“To everyone who wonders if you have a story worth sharing… you do.” These profound lines open Elizabeth A. Trembley’s eye-opening graphic memoir Look Again, a refreshingly truthful and personal look at how trauma can affect your life. Simply titling the first chapter of the story ‘Trauma’, Trembley doesn’t beat around the bush when explaining what happened to her in 1996. Another ordinary day, Trembley is walking her two dogs in the woods. Following the North Trail, she sees a scene that will haunt her for the rest of her life: a dead body, hanging from a tree.
How this is depicted really makes the reader feel Elizabeth’s terror – the initial wordless, picture-perfect pages are torn up into little pieces, until there is nothing left – a heartbreaking visual representation of Elizabeth’s mind fracturing at the sight. In amongst fragmented snapshots of the body, Elizabeth’s panic is apparent through her language – mostly repeating ‘no’ and ‘dead’ in an erratic scribble, imagining scenarios of how the man may have been killed, and worrying that her discovery of the body means she will be next: “Do not look again. Get out of here.” The following sketches are much more childlike and less defined and show that Elizabeth is returning to the primal human instinct we all have from birth to flee from danger. Shaded in chalky blacks and greys, Elizabeth’s state of mind becomes increasingly childish in her panic, imagining herself as a tortoise “slow and steady wins the race” and going at “warp speed” out of the car lot. Later, her legs spiral at an abnormal speed, like Woody Woodpecker, and her lungs “snap, crackle and pop” as she runs away.
From here, we move on to how Elizabeth has dealt with her trauma in the years that follow, and through her, we live through six variations of this same event. Starting with variation one, Elizabeth chooses this version of the event to be told mainly through her art. This picks up right where we left off last time and lets us know that Elizabeth did indeed call the police at some point after her discovery. The reader can feel her inherent anxiety through the depiction of her inner voices: Dragon, Hawk and Danger Pickle. Dragon represents stoicism and critiques Elizabeth for being too emotional and overreacting, Pickle sees danger at every turn, and Hawk hones in on control and focus. The clashing voices in her head make the situation even more heightened, as she draws a map to the dead body for the policeman, all the time worried about being arrested, appearing too emotional or even too detached.

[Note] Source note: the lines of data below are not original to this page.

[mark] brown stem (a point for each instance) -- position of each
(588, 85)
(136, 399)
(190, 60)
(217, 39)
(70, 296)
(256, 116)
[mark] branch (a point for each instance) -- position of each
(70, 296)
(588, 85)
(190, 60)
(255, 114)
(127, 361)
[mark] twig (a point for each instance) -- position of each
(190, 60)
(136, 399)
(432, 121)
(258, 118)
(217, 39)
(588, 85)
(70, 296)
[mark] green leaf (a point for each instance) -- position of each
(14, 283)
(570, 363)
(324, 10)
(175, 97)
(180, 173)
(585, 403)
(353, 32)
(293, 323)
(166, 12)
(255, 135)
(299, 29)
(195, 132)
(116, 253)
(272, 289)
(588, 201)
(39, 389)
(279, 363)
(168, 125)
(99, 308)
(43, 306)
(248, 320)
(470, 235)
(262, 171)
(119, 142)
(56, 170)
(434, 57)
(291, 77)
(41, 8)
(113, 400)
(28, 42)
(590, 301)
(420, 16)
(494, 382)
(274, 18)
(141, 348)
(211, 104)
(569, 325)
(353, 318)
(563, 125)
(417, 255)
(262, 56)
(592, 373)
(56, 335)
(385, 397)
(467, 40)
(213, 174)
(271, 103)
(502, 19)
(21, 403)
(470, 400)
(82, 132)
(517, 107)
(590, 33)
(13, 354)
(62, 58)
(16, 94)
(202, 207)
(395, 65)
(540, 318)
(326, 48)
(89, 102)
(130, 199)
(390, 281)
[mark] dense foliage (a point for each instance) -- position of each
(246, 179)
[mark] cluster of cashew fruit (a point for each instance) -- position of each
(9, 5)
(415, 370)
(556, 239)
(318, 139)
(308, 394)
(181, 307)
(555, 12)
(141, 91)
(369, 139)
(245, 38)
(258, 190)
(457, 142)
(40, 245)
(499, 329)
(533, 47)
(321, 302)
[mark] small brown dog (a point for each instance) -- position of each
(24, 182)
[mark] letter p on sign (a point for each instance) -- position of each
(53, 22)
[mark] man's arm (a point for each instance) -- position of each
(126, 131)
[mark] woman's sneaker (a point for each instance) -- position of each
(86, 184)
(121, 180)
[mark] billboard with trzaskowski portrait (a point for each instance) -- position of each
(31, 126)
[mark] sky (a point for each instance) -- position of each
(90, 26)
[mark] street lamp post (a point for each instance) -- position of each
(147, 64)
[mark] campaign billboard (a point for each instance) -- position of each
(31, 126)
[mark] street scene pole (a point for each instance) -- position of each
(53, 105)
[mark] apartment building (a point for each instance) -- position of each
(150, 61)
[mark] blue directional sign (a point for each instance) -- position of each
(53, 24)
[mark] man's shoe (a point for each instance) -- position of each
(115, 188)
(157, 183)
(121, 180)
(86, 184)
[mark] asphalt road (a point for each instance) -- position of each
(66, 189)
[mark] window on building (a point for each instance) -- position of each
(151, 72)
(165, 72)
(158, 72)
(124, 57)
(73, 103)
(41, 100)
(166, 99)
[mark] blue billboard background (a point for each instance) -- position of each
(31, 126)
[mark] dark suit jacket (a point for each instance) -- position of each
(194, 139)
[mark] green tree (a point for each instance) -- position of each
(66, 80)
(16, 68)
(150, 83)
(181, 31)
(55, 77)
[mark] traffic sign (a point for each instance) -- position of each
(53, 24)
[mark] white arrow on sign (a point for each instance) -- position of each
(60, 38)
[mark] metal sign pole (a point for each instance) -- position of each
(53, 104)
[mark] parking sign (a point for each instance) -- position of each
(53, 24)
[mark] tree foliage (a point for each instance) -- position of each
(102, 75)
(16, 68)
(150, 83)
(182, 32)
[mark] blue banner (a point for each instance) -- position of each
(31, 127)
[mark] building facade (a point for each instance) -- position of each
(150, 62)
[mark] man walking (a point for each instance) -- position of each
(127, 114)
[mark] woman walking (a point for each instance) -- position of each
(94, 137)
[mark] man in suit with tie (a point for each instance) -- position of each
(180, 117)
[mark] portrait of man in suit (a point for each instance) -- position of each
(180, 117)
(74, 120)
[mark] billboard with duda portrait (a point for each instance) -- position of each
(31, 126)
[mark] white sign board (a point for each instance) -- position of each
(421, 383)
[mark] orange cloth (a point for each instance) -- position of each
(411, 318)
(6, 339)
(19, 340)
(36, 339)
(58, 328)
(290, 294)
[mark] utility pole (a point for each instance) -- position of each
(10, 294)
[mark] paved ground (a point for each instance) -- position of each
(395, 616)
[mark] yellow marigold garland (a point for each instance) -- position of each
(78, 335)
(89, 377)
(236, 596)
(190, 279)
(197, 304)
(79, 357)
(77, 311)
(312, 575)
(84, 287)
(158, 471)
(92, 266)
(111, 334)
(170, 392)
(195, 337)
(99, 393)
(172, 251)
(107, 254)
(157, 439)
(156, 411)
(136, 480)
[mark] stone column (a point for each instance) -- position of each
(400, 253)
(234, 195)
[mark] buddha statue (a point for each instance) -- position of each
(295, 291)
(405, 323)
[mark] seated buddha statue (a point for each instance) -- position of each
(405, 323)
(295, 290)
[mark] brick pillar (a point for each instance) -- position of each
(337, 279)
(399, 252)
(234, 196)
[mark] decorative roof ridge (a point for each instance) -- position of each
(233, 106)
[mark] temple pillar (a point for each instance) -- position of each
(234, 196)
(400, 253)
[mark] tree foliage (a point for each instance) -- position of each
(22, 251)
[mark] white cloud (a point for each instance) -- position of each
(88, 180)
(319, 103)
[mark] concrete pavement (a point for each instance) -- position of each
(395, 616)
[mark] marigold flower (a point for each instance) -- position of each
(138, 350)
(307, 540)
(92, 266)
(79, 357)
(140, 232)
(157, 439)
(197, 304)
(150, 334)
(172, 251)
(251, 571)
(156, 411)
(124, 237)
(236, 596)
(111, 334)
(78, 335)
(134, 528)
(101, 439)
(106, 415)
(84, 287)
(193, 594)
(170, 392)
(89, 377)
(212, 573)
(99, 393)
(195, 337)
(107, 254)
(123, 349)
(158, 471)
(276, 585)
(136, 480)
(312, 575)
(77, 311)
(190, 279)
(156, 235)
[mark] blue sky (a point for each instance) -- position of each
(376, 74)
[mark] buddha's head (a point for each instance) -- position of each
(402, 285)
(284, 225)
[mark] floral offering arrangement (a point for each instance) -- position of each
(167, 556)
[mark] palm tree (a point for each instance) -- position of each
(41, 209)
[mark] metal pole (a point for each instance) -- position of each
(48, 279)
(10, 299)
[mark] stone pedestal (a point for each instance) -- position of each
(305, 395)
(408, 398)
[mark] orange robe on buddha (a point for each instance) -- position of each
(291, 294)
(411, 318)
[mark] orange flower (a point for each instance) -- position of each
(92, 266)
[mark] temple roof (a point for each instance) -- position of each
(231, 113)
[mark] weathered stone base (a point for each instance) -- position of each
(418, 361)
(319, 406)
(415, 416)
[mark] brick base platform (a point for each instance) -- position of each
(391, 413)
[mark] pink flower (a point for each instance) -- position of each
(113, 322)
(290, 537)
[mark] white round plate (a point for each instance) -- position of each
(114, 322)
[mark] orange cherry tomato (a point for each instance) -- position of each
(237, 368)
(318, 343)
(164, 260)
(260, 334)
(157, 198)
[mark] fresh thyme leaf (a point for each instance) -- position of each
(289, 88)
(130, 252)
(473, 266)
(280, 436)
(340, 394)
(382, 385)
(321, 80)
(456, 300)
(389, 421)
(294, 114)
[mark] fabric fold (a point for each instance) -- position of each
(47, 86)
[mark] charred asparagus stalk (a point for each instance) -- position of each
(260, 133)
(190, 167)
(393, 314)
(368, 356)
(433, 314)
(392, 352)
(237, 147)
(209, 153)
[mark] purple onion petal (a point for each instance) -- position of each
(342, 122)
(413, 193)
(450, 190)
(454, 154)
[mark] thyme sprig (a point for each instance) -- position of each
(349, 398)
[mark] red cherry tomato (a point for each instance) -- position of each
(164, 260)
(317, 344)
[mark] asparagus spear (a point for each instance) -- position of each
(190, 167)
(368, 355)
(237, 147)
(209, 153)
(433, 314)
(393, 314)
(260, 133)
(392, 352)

Through a visual depiction of her stomach as a maze, all tangled up and confused, we begin to understand just how much this has affected Elizabeth – the woods used to be her safe place, somewhere she felt a sense of peace: “Things make sense, I can feel safe.” This haven has now been completely ripped away, leaving behind a feeling of loss and dread.
Each variation pushes the narrative forward, by revealing more details about that day through a different retelling; Elizabeth informing family members and her work what has happened, in which she is more factual and detached; giving a lecture about the event to budding writers, in which we find out more about Elizabeth’s thoughts as she ran from the body to the car; a written account focused on the dead man’s perspective, how helpless he must have been feeling to take his own life, and how Elizabeth can now identify with that hopelessness. I won’t go into too much detail on the other variations but suffice to say, the memory of this day becomes more vivid and detailed with each addition, ending in a beautiful full circle moment, in which Elizabeth decides to tell her story through the medium of comics, and Look Again comes into fruition.
For Elizabeth, it is the realisation that her world view was shattered that day, that helps her to rebuild and feel at peace once more: “The worst injury from a traumatic event is not a specific physical or psychological impact. It is the shattering of the fundamental beliefs that structure that person’s worldview.” Through therapy, and various outlets like writing, drawing and speaking with family and friends, Elizabeth reclaims that part of herself she lost in the woods that day and ultimately is stronger for it, even discovering past trauma and being able to work through it. With a thought-provoking note from the author towards the end of the book, Trembley reinforces the quote from Hildegard of Bingen that she aptly chose for the very first page: “Part of the terror is to take back our own listening, to use our own voice, to see our own light.”